Sinatra not only dumped Sammy Davis, Jr., he essentially dumped
the entire civil rights movement when he switched allegiances to
the Republican Party and started supporting people like Ronald
Reagan and the corrupt Nixon vice president Spiro Agnew.
Sinatra, who had been a life-long Democrat, was widely thought
to be supporting Republicans to get back at the Kennedys, who
had misused him all those years earlier. That would make his
political switch something like a vendetta, and very Italian.
The New Pollution
In
2015, Frank Sinatra feels like a ghost of a long-ago time. The
world that he personified – the “Come Fly with Me” enthusiasm
about an age that would introduce a fabulous new world of
globe-trotting adventure – turned out to be one in which coach
class didn’t even offer room for your legs, let alone microwaved
meals. Audiences in 2015 are much less inclined to ride as happy
passengers on somebody else’s flight of ego. The era of the
Sinatra-style “star” has yielded to the world of the Kanye
West-style celebrity, which is more car-crash voyeurism than
absorption in someone else’s artistic expression.
It
could be argued that, in 2015, there is a societal rejection of
the perceived phoniness of the Sinatra-style personality, though
Sinatra’s Rat Pack mentality does continue to live on among the
Hip Hop community and to inhabit the inner worlds of Justin
Beiber and Marshall Mathers. But none of what these latter-day
star hedonists do really matters, the way Sinatra did in his
time. We are in an era of anti-hero worship, which probably
underlies the current fad with body tattooing, with average
citizens emulating a look that previously belonged only to
ex-convicts, motorcycle gang members, merchant marines, and
carnival freaks. Everything about today’s style is a rejection
of shining phoniness, which shows up now in public opinion
research that indicates that young people today put very little
emphasis on individual artists. They like songs, but could
hardly care less about the people who produce them.

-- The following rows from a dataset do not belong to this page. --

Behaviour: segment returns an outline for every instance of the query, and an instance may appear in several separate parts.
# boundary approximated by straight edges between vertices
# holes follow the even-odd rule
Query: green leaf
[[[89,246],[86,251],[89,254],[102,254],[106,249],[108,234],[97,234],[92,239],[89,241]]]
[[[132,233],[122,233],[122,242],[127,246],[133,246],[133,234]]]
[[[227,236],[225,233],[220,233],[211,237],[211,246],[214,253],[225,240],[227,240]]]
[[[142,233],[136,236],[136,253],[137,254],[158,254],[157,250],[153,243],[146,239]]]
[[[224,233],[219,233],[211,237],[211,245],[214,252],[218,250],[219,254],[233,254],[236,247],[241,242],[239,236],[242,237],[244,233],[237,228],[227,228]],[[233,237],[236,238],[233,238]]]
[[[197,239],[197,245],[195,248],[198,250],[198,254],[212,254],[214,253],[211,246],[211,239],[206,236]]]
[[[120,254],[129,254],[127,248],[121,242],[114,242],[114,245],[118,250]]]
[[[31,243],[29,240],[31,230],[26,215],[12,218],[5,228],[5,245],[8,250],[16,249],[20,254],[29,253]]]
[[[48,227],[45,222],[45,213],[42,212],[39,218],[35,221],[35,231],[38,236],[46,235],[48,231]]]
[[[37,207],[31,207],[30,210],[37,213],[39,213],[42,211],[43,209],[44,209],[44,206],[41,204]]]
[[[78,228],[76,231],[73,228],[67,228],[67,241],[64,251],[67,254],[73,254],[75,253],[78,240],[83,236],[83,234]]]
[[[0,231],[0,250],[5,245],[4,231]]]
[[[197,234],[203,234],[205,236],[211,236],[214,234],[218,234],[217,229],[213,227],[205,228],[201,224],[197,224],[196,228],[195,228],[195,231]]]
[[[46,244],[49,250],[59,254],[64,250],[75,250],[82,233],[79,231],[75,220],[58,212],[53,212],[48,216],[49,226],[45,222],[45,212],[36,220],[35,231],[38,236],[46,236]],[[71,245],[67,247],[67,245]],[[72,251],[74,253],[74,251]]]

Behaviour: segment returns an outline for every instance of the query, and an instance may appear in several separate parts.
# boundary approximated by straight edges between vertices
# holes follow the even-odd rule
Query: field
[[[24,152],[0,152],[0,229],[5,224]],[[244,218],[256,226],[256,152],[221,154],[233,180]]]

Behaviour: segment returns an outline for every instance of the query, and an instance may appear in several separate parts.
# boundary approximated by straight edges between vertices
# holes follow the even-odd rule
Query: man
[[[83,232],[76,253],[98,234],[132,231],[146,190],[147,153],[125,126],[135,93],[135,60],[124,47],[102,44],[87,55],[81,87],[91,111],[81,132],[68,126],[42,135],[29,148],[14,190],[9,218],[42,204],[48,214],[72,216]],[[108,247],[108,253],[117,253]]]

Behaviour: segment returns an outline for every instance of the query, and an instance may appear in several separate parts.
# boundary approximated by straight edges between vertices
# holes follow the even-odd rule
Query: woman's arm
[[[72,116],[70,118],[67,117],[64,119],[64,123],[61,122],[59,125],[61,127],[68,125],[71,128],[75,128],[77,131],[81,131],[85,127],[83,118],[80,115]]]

Certainly a part of this change in public perception must be
that people have gotten sick of unextraordinary people living
large in a world of generally diminishing returns. In fact,
people no longer use that cliché – living large –because the
concept now seems so out of reach.
Sinatra, who evolved Bing Crosby-level celebrity to its “Jet
Age” form, left the world that followed with a template that
seemed absurd as we moved toward the “Digital Age”. He lives on
today as a kind of a caricature that we still recognize
immediately, but that precious few can portray in any effective
way. Harry Connick, Jr. does
a fair representation of Sinatra’s style, as does
Michael Bublé,
but that is all on a superficial musical level. Sinatra was
music plus his own unique personality and backstory, and the
contemporary world offers no support for a phenomenon such as
that. Nobody knows, or even wants to know, Michael Bublé’s
back story, because inevitably it would be that of some
aggressive, fame-seeking kid leaping over walls to achieve his
selfish ambition. We’ve seen all that – saw it in Frank Sinatra
– and it is nauseating. Sinatra killed the mega-star artist,
making the label his forevermore by virtue of the fact that the
well dried up for his particular brand of super ego.